Keywords: ex vivo organ perfusion; kinetic competition; nanoparticle; receptor–ligand binding; vascular targeting.

Copyright © 2018 Elsevier Ltd. All rights reserved.

Figures

Figure 1. Key differences in receptor-ligand binding in vitro versus in in vivo nanoparticle targeting

The principles of receptor ligand binding are often determined in simplified in vitro experiments, where there is negligible interaction with the inert environment, and the concentrations of ligand and receptor can be controlled to ensure equilibrium conditions are met. By contrast, systemic ligand-mediated targeting is done in a competitive environment, where the concentration of available ligands is diminished over time due to non-specific binding and actions of the mononuclear phagocyte system. In this setting, it is unlikely that delivering ligands in excess of receptors can ever be accomplished regardless of non-specific elimination. Additionally, even though a known amount of ligand-nanoparticle (NP) can be administered, hemodynamic effects on nanoparticle distribution within a vessel and the heterogeneity of the target receptors mean that local concentrations cannot be exactly known. Finally, the accessibility of a target in vivo is highly variable depending on the target cell type location. These attributes together contribute to an inherently complex, non-equilibrium environment.

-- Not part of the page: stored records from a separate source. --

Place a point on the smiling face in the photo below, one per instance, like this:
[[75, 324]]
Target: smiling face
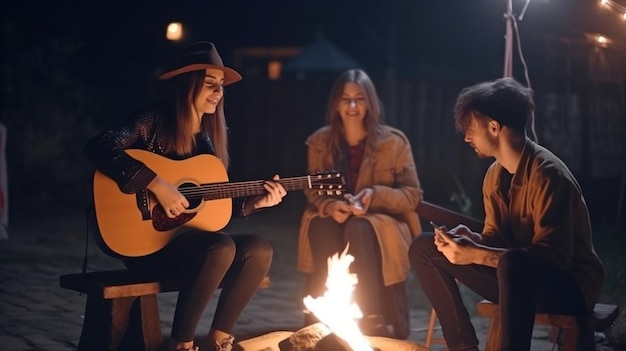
[[211, 92], [480, 135], [352, 105]]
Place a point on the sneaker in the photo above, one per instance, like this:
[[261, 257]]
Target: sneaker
[[226, 344]]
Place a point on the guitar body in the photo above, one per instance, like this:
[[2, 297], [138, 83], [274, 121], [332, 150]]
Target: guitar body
[[124, 232], [135, 225]]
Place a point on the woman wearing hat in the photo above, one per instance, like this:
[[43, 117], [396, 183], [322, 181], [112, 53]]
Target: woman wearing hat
[[191, 123]]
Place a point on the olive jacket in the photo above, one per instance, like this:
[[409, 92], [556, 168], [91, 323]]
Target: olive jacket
[[546, 215], [389, 169]]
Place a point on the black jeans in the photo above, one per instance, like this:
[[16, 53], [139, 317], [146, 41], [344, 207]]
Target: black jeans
[[328, 237], [206, 261], [522, 285]]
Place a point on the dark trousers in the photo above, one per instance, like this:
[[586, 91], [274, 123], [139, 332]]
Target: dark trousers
[[206, 261], [522, 285], [327, 237]]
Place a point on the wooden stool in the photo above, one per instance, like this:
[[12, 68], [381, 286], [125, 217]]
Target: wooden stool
[[431, 327], [122, 311], [600, 320]]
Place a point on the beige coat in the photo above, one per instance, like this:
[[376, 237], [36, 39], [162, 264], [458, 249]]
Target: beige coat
[[389, 169]]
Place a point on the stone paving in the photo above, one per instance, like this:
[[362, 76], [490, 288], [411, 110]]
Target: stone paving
[[36, 314]]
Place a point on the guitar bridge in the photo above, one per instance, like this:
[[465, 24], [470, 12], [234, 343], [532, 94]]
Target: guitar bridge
[[143, 204]]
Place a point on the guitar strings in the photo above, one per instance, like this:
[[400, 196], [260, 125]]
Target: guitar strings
[[249, 187]]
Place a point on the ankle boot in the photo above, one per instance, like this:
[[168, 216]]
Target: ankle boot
[[374, 325], [226, 344]]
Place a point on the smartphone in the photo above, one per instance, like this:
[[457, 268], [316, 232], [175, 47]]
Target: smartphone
[[435, 226], [354, 202], [443, 229]]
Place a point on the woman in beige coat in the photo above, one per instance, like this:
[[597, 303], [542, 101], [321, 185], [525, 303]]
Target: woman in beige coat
[[376, 216]]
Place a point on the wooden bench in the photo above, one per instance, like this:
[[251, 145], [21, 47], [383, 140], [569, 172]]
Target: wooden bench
[[600, 320], [122, 311]]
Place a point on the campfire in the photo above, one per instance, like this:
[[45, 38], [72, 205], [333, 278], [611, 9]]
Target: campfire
[[338, 314], [335, 308]]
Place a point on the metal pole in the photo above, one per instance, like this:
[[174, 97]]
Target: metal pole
[[508, 48]]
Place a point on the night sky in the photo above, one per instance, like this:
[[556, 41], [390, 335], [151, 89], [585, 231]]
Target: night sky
[[118, 36]]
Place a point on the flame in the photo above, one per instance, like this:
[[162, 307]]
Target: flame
[[335, 308]]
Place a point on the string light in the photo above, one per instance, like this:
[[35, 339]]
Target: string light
[[614, 6]]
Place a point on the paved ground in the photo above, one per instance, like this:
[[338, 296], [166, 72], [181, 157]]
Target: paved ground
[[36, 314]]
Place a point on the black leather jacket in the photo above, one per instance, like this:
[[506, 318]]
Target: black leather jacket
[[141, 131]]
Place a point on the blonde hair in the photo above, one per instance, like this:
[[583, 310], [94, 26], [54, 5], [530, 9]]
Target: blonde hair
[[373, 117]]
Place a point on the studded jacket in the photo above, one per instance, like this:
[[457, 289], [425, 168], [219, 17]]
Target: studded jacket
[[141, 131]]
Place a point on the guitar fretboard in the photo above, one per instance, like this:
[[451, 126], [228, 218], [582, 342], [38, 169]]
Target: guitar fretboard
[[225, 190]]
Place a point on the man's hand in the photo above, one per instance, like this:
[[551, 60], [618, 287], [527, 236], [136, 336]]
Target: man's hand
[[460, 249], [457, 249]]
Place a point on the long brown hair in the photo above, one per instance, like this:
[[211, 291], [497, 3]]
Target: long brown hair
[[178, 131], [373, 117]]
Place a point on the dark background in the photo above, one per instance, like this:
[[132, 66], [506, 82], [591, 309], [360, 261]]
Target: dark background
[[71, 68]]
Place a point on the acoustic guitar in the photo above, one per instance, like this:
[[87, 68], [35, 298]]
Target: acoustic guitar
[[134, 225]]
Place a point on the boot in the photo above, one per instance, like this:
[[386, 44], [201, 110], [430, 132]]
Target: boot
[[374, 325]]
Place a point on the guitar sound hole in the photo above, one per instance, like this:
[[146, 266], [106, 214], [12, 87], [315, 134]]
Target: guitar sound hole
[[194, 197]]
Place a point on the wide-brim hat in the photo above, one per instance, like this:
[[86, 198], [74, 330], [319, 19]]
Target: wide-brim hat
[[200, 56]]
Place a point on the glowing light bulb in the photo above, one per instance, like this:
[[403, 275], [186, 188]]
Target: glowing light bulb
[[174, 31]]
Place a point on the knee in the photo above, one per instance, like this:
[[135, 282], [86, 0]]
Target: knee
[[224, 247], [421, 243], [513, 262], [421, 248], [358, 227], [260, 250]]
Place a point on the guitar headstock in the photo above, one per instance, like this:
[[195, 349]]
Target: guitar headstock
[[328, 183]]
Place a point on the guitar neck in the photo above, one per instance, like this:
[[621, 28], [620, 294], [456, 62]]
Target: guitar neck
[[215, 191]]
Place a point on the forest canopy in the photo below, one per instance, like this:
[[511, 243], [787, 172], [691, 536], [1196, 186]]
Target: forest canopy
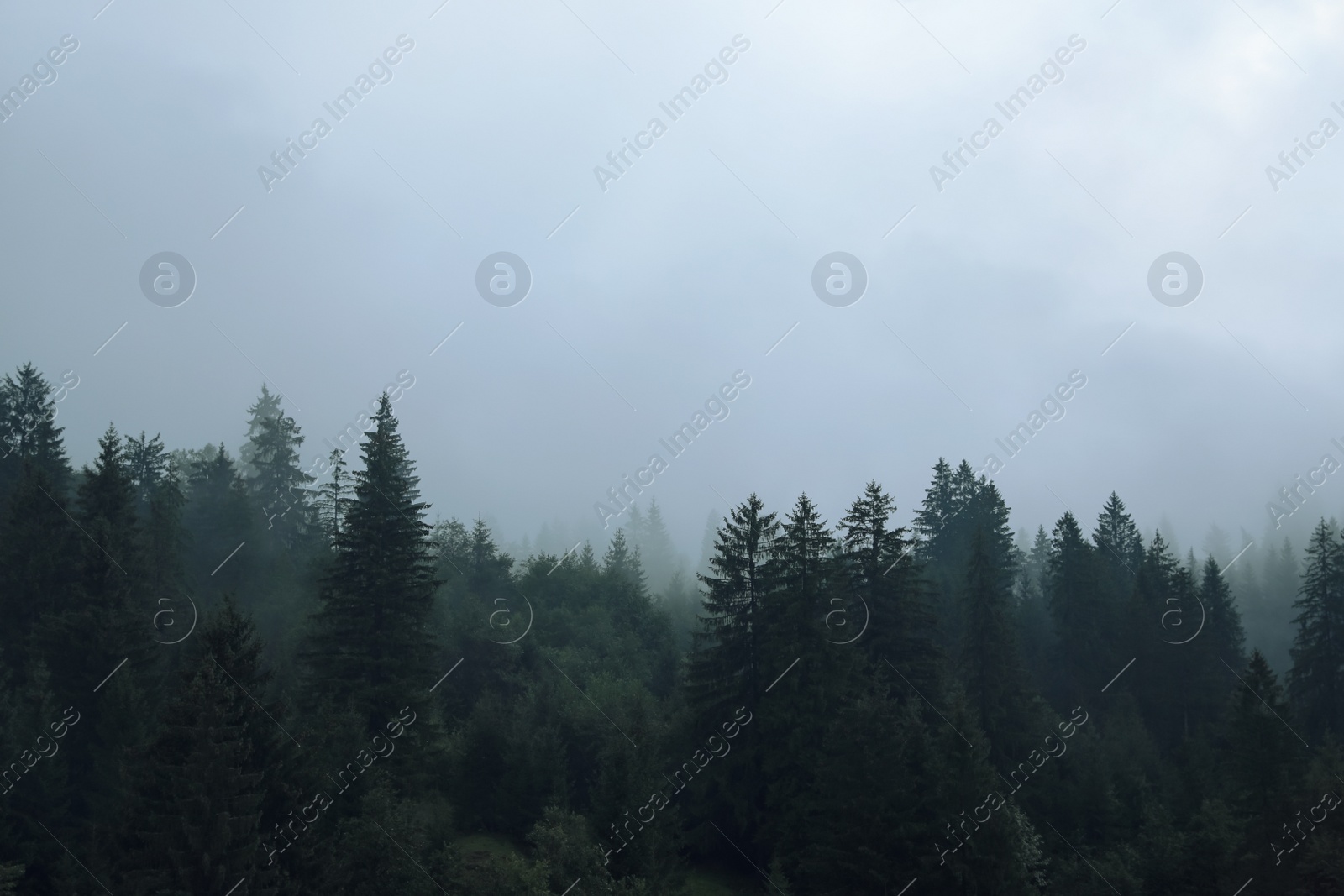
[[219, 674]]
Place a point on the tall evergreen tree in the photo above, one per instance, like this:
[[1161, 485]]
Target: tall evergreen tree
[[276, 481], [726, 667], [880, 570], [1316, 683], [260, 412], [213, 777], [29, 430], [1088, 631], [333, 497], [990, 661], [373, 642]]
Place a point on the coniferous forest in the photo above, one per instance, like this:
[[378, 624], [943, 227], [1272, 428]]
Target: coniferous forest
[[219, 676]]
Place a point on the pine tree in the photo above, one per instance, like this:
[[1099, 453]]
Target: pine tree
[[1119, 542], [29, 430], [373, 644], [219, 516], [213, 774], [879, 569], [277, 483], [147, 465], [1086, 649], [726, 667], [1227, 637], [109, 621], [333, 501], [265, 409], [649, 535], [39, 547], [1316, 683], [990, 661], [1263, 757]]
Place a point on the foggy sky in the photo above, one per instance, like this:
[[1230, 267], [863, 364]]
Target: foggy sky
[[696, 261]]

Key Figure 2. Applying the Law of Mass Action to optimize the two steps to in vivo ligand-mediated nanoparticle targeting

The first step to maximizing targeted nanoparticle (NP) retention is maximizing the frequency of NP-cell contact. In the Law of Mass action, which can be used to describe the rate of NP-cell binding, this term is represented with concentrations of the target cell (A) and the NP (B). Targeting highly accessible cells (e.g. the endothelium; Left panel) versus cells in the parenchyma, allows NPs to come within close range of the target where molecular interaction forces can act thereby allowing receptor-ligand binding to occur. Reducing NP elimination by the mononuclear phagocytotic system (MPS) slows the reduction of NP concentration over time also allowing for more frequent NP-cell contact (Middle panel). The second step is to design successful ligand engagement of the target cell. Choosing targets and designing NP systems with high density of ligands and receptors can contribute to fast on rates and slow off rates between ligand and receptor, which increases the likelihood that chance contact will result in retention of the NP and reduces the likelihood that the nanoparticle will be released form the cell surface prior to internalization.

Figure 3. Ex vivo organ perfusion as a setting for vascular-targeted nanoparticles

In this procedure, human organs (e.g. kidney, pictured above) are connected to a closed circulation loop, maintained by a mechanical centrifugal pump. Perfusates, such as washed and suspended red blood cells, are kept at or near normal body temperature. Supplying continuous flow supplemented with oxygen supply and necessary nutrients extends the time that an organ can retain healthy function outside of the body while awaiting transplant. The period of ex vivo perfusion provides privileged access to the organ, significantly limiting the complications and variables of systemic delivery systems. The isolated nature of the organ also simplifies measurement of nanoparticle delivery characteristics and physiological function to assess any impact of therapeutic delivery.